Additionally, world trade in meat continues to expand despite record-high prices, with the share of U.S. production exported now at about 22% of pork, 19% of poultry, and 10% of beef. While beef production has been severely impacted by drought in High Plains pastureland and high feed prices, hog and poultry margins and exports are impressively large. These are labor-intensive industries in a relatively high labor-cost country, yet they’re selling more meat at record prices to countries with far lower per-capita income than U.S.

Last year, acquisition of U.S.’ Smithfield Foods, world’s largest pork producer, by China’s Shuanghui International exemplified that trend, and hints at the dynamic potential ahead in U.S. agriculture despite repeated self-destructive, uneconomic government efforts to limit agricultural production. In 2009 giant Brazilian meat producer JBS S.A. purchased a majority of Pilgrim Industries, the U.S.’ largest poultry-only producer, which had  bankrupted in the wake of legislation mandating massive diversion of corn from feed into auto-fuel production. Today, JBS is in a bidding war for meat processor Hillshire Brands, raising the ante by $1 billion recently.
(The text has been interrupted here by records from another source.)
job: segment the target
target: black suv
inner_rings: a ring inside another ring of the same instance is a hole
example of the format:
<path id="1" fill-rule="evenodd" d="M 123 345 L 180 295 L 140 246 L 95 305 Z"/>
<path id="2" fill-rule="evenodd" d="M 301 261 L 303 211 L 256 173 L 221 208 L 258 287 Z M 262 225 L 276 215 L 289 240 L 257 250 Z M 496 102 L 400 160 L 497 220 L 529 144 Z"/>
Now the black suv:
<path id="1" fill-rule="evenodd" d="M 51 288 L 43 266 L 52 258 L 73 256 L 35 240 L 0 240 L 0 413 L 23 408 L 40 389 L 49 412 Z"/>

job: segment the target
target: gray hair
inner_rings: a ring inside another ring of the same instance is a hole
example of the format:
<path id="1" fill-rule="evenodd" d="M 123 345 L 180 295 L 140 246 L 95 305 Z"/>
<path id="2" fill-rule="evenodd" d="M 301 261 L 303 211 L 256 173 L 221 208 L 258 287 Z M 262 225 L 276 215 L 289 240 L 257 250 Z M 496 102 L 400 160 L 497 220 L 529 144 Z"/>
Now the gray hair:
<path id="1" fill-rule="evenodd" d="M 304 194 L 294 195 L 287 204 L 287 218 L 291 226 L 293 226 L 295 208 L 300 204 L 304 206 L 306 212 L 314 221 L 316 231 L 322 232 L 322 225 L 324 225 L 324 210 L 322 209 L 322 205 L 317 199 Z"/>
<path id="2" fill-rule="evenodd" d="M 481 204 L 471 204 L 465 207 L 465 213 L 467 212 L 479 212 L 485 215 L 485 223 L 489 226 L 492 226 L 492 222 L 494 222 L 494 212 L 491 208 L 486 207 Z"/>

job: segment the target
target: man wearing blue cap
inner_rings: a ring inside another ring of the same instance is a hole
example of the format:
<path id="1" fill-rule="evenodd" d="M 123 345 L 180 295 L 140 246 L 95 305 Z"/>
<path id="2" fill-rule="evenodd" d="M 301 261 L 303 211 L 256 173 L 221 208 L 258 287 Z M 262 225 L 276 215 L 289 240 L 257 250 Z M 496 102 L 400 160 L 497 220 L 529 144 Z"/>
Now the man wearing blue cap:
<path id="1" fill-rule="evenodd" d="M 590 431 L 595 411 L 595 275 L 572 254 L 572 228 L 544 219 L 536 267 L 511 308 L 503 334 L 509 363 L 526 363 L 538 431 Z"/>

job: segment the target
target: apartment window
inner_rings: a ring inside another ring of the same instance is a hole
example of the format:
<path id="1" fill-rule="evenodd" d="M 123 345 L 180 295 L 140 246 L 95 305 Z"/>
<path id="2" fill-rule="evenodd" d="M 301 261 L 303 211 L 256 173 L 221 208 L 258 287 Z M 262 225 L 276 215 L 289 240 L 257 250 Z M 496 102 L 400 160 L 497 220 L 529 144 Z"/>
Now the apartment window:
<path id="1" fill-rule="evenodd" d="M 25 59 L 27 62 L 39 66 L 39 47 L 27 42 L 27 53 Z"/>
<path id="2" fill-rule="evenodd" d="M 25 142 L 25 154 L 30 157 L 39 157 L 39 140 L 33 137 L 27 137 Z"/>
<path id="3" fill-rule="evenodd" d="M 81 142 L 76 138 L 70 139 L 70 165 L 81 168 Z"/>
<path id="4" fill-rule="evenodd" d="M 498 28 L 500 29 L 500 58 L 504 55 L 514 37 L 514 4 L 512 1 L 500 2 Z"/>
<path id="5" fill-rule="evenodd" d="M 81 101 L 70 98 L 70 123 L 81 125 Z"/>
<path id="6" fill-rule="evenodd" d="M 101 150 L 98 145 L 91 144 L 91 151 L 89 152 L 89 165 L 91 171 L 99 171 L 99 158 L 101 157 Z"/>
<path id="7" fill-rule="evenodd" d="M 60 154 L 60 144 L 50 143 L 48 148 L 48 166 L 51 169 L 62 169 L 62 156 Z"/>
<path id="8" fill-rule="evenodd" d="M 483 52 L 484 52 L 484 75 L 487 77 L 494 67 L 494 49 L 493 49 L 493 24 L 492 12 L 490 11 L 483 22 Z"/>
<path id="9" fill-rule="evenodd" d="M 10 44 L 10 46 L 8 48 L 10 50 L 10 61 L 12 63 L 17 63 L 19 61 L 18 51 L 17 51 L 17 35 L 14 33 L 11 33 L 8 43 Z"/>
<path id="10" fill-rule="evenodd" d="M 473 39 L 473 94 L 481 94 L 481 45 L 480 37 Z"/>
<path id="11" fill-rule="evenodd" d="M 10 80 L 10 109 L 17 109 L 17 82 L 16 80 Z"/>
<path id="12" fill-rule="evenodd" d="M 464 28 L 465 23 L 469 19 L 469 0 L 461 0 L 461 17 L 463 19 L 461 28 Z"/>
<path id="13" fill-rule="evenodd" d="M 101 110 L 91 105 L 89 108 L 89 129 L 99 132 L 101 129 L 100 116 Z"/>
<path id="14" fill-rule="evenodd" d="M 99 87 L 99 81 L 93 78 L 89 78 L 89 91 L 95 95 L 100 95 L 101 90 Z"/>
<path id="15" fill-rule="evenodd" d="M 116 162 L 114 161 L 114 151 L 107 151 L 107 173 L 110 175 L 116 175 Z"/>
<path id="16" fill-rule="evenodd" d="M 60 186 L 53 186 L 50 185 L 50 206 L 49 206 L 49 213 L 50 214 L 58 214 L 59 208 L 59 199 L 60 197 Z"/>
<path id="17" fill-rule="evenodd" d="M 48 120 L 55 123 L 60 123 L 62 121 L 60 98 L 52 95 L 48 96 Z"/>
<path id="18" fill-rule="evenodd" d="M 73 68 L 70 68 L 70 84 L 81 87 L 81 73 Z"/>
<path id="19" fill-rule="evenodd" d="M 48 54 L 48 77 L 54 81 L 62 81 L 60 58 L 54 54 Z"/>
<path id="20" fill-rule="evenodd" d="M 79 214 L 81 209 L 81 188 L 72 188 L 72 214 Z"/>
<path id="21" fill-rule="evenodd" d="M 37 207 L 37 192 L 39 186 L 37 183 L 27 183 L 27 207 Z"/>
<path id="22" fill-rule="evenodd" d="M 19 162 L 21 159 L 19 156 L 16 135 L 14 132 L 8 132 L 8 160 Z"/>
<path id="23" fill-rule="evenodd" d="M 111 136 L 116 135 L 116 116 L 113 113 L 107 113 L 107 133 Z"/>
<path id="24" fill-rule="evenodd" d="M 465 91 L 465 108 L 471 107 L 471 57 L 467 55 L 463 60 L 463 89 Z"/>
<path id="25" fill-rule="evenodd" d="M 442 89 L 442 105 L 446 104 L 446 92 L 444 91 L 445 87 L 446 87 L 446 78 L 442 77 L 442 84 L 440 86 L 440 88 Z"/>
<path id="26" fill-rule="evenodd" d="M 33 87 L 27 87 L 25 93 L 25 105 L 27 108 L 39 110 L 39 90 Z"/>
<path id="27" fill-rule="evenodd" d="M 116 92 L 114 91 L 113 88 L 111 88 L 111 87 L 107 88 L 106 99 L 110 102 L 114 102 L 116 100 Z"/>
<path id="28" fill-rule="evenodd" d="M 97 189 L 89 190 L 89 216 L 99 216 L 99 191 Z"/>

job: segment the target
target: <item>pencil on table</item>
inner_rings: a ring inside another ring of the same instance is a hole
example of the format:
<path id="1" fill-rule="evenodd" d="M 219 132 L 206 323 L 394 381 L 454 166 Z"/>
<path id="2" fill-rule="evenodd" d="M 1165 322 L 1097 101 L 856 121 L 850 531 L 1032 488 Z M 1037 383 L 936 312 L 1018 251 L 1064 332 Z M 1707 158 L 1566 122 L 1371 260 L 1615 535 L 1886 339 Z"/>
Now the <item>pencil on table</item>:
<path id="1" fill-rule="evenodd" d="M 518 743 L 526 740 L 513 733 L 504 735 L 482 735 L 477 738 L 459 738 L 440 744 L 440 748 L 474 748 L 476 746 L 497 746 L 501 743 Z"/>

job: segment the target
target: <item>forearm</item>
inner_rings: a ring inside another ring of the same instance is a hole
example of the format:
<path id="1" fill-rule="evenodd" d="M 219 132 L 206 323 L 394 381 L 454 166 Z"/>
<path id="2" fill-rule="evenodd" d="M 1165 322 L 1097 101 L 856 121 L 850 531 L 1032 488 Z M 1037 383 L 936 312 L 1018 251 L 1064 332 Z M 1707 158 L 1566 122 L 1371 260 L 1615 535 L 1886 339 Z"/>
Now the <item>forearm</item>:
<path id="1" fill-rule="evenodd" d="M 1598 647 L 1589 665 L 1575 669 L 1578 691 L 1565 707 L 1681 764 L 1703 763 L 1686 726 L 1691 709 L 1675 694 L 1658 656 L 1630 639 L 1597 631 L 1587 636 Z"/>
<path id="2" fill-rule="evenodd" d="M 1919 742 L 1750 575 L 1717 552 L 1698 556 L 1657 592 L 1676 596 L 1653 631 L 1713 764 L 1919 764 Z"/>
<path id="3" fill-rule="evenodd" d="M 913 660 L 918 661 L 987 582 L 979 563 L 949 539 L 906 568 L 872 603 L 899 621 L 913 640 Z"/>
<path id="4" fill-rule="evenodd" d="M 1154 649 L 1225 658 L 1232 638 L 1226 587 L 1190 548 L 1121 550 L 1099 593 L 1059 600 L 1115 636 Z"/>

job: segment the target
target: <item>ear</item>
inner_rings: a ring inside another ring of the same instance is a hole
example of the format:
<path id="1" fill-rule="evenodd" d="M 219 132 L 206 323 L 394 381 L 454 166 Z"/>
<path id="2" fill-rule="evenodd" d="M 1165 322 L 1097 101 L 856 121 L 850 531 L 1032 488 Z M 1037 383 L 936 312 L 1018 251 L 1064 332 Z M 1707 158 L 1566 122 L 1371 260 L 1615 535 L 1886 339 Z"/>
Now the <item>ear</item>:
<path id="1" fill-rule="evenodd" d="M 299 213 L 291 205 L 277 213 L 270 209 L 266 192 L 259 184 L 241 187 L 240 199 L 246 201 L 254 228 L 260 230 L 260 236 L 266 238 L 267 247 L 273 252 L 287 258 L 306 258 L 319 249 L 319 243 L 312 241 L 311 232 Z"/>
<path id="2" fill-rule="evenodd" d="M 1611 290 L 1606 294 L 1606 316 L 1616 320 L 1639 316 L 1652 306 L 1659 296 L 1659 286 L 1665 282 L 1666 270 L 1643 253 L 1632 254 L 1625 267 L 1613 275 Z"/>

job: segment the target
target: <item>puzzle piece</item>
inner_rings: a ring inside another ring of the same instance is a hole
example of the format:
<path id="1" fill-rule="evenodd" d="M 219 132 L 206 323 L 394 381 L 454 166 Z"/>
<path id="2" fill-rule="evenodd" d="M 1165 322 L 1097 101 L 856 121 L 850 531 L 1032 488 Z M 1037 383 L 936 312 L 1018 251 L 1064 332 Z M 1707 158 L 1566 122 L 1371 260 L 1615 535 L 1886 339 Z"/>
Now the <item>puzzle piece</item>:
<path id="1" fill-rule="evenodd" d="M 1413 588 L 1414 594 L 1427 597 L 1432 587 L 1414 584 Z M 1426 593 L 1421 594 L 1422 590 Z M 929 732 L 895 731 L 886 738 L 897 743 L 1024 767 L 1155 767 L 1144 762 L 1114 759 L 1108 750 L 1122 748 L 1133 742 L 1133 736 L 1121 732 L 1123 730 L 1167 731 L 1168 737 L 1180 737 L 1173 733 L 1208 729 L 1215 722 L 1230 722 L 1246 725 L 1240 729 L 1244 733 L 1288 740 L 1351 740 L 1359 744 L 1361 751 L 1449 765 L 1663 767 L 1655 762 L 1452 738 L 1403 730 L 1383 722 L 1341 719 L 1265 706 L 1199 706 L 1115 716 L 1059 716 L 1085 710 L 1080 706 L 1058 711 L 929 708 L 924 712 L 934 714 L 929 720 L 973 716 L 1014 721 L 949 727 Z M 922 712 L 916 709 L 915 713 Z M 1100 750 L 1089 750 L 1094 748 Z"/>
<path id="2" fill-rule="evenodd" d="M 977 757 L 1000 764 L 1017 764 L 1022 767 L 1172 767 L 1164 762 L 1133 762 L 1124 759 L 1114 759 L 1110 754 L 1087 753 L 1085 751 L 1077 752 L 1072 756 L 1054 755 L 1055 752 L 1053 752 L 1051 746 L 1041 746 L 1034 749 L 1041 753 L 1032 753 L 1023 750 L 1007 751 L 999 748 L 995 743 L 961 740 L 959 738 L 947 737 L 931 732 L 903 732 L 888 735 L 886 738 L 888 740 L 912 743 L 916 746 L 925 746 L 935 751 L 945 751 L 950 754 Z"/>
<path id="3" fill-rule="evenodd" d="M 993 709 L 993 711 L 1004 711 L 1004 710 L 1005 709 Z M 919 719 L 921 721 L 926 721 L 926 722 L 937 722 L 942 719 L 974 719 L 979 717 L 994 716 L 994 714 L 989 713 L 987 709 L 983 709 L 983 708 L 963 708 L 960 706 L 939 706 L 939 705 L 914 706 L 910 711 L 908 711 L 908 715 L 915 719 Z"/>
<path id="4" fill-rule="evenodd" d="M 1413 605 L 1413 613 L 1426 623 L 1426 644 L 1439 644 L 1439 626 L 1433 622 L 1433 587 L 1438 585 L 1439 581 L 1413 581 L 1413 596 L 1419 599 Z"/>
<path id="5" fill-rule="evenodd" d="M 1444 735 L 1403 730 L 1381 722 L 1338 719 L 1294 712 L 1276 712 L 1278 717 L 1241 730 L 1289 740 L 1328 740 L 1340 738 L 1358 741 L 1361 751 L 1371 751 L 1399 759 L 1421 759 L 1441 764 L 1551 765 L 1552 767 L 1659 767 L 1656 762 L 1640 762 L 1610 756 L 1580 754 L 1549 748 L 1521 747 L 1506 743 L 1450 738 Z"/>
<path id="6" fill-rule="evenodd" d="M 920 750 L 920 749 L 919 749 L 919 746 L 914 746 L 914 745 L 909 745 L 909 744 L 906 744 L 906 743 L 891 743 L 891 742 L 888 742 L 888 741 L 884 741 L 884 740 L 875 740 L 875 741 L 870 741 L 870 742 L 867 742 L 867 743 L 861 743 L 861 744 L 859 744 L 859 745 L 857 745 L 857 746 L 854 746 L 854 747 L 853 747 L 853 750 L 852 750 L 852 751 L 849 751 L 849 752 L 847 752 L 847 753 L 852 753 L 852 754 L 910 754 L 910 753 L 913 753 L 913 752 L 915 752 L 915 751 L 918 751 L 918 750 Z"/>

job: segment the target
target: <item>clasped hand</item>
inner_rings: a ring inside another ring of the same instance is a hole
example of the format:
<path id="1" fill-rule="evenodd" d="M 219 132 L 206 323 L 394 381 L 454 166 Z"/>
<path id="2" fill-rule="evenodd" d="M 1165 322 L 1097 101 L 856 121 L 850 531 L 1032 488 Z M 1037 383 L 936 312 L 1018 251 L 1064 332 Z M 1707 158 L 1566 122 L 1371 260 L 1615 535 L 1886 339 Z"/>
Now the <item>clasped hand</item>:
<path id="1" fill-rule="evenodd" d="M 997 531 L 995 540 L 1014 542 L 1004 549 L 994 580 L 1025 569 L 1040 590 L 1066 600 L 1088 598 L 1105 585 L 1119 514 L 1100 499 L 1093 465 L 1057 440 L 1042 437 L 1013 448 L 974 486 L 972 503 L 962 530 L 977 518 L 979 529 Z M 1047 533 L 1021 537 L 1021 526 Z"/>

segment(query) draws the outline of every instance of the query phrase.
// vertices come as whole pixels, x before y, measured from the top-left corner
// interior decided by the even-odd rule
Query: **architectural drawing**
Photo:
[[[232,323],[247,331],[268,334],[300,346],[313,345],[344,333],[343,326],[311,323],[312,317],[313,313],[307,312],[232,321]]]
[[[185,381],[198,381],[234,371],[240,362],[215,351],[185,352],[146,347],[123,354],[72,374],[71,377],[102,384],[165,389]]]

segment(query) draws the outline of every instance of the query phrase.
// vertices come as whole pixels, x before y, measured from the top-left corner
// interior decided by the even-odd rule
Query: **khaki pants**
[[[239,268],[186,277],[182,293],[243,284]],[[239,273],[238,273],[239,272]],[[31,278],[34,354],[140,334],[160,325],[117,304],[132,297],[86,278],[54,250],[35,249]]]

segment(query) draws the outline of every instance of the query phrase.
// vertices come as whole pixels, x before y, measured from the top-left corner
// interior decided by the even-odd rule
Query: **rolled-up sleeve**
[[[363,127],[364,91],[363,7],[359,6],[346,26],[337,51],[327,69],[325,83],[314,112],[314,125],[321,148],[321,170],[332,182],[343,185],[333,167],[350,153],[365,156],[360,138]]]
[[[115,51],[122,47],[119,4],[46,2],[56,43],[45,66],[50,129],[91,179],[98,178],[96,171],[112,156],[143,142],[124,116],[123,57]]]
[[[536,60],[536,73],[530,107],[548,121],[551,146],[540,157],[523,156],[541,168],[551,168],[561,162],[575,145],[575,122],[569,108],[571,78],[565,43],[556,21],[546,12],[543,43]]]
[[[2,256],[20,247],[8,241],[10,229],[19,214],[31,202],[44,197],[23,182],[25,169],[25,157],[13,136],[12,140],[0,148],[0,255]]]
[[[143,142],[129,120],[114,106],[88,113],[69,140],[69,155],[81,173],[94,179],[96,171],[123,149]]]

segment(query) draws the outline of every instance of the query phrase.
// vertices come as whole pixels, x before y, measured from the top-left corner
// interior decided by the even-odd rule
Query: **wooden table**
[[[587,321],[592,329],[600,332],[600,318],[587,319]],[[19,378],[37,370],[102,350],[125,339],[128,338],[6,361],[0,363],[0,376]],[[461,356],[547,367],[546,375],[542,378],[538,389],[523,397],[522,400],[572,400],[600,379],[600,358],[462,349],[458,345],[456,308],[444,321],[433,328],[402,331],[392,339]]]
That foreign interests have so aggressively purchased very large chunks of a major U.S. industry reveals much about where the anticipated growth in meat consumption lies, and where the most money can be made producing it. It would appear there’s more going on within surprisingly brisk world grain trade this year than just the recent problems associated with purchasing feed from non-U.S. suppliers.

An important trading position related to the above, focused on by your managers in recent months, has begun to gain cash-market corroboration. As we enter the last, summer quarter of the corn crop year, in which record-high usage is anticipated, this position should yield some profits matching the “stealth” world demand picture.